Kalache: A gente vive numa sociedade muito voltada para aos valores da juventude, para a aparência. O que é bonito é o jovem, a força, a potência, o poder. Nos fixamos muito à beleza externa, física, sem perceber e valorizar uma beleza que você só acumula quando tem experiência, na sabedoria. Você não consegue ser um sábio aos 32 anos. Se for para ser um dia, vai ser mais velho, lá pelos 70.
iG: Quando você acha que este estigma de velho pode mudar?
Kalache: Acho que já está havendo uma revolução de valores aqui. Temos esta geração de babyboomers muito grande que nasceu depois da Segunda Guerra e que teve mais acesso a saúde, educação e dinheiro no bolso. Foi a primeira geração a ter a adolescência, um conceito novo - antes ou a pessoa saía abruptamente da infância com 14 anos para trabalhar ou morreria de fome. Em todas as fases da vida, os baby boomers contestaram. Isto tudo está no nosso DNA. Os velhos de hoje vivem a gerontolescência.
iG: O que é isso?
Kalache: Os adultos estão passando a velhice como uma transição gradual. Só que, diferente da adolescência, a velhice vai durar 20, 25 anos. Você vai com 50 e poucos anos até os 80 fazendo barulho, com muito mais percepção dos seus direitos e coerente com o que sempre pensou. Se sempre foi um ativista, sempre lutou pelos direitos humanos, vai cada vez mais lutar para dizer: 'é possível ser um velho bonito, com recursos para a sociedade'. Vai ser uma batalha do ativismo de exigir os direitos. Existe um estatuto, mas a gente vai lutar para que ele seja posto em prática, que empodere a pessoa para que ela seja um cidadão pleno, atuante, ativo da sua sociedade.

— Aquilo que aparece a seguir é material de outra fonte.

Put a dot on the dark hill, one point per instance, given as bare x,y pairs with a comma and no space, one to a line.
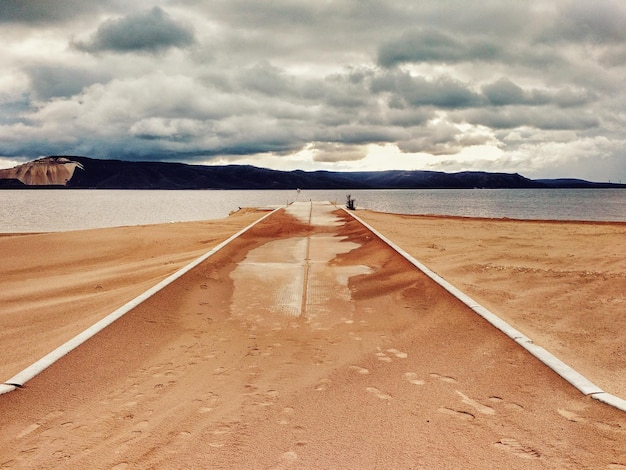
89,173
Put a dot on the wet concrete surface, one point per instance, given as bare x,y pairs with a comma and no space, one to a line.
294,277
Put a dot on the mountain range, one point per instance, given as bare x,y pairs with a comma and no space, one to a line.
79,172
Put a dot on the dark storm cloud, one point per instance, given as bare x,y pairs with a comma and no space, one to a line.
53,82
430,45
443,92
150,31
592,22
527,80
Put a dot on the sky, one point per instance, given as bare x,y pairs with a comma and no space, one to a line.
529,87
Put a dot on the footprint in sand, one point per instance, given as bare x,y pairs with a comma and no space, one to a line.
360,370
286,460
486,410
443,378
509,405
398,354
464,415
383,357
571,416
412,377
378,393
513,446
323,385
285,415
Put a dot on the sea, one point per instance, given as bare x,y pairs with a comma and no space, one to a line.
27,211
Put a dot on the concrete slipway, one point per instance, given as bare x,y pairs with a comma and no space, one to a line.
303,285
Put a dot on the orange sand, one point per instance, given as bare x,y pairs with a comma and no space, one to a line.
411,379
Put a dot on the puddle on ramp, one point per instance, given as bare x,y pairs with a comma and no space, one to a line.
277,280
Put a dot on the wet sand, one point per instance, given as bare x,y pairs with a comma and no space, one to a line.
401,376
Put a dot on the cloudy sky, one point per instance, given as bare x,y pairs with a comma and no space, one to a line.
534,87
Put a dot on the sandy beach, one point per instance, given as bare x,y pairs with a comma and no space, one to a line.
401,376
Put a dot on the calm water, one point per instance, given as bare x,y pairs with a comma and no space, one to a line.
60,210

iG: Houve um aumento grande na expectativa de vida. Hoje, uma pessoa com 40 está ainda na metade da vida. Antes, ela estava se preparando para o fim da vida. As referências são outras. Que conselho você daria para essas pessoas? Kalache: Meu conselho é que elas parem e pensem se querem que a o outra metade da sua vida seja da mesma forma que estão vivendo hoje. Será que não é preciso se reinventar? Fazer um ano sabático, um mestrado, mudar de carreira. Antigamente, se você fizesse uma escolha aos 18, ela te seguiria até os 50, 55 anos. Hoje, não. Então é preciso pensar muito na qualidade da sua vida para que estas décadas que foram dadas de presente sejam usufruídas com qualidade. Não é uma crise dos 40, é uma oportunidade de repensar. Quer ver só um exemplo?
iG: Quero.
Kalache: É o caso do Jorginho Guinle. Ele era um playboy de uma das famílias mais ricas do Brasil. Quando chegou ao final da vida [morreu aos 88], ele disse: 'se eu soubesse que ia durar tanto, teria feito coisas diferentes'. Jorginho morreu pobre, queimou o dinheiro todo da família. Aproveitou bem até os 50, mas terminou doente e morando em apartamento emprestado. Isso porque não previu que viveria tanto. Por isso, meu conselho para as pessoas de 40 anos é que prevejam que vão viver muito, que vão chegar aos 80 ou 90 anos. A forma que elas vão viver vai depender das escolha que fizerem hoje.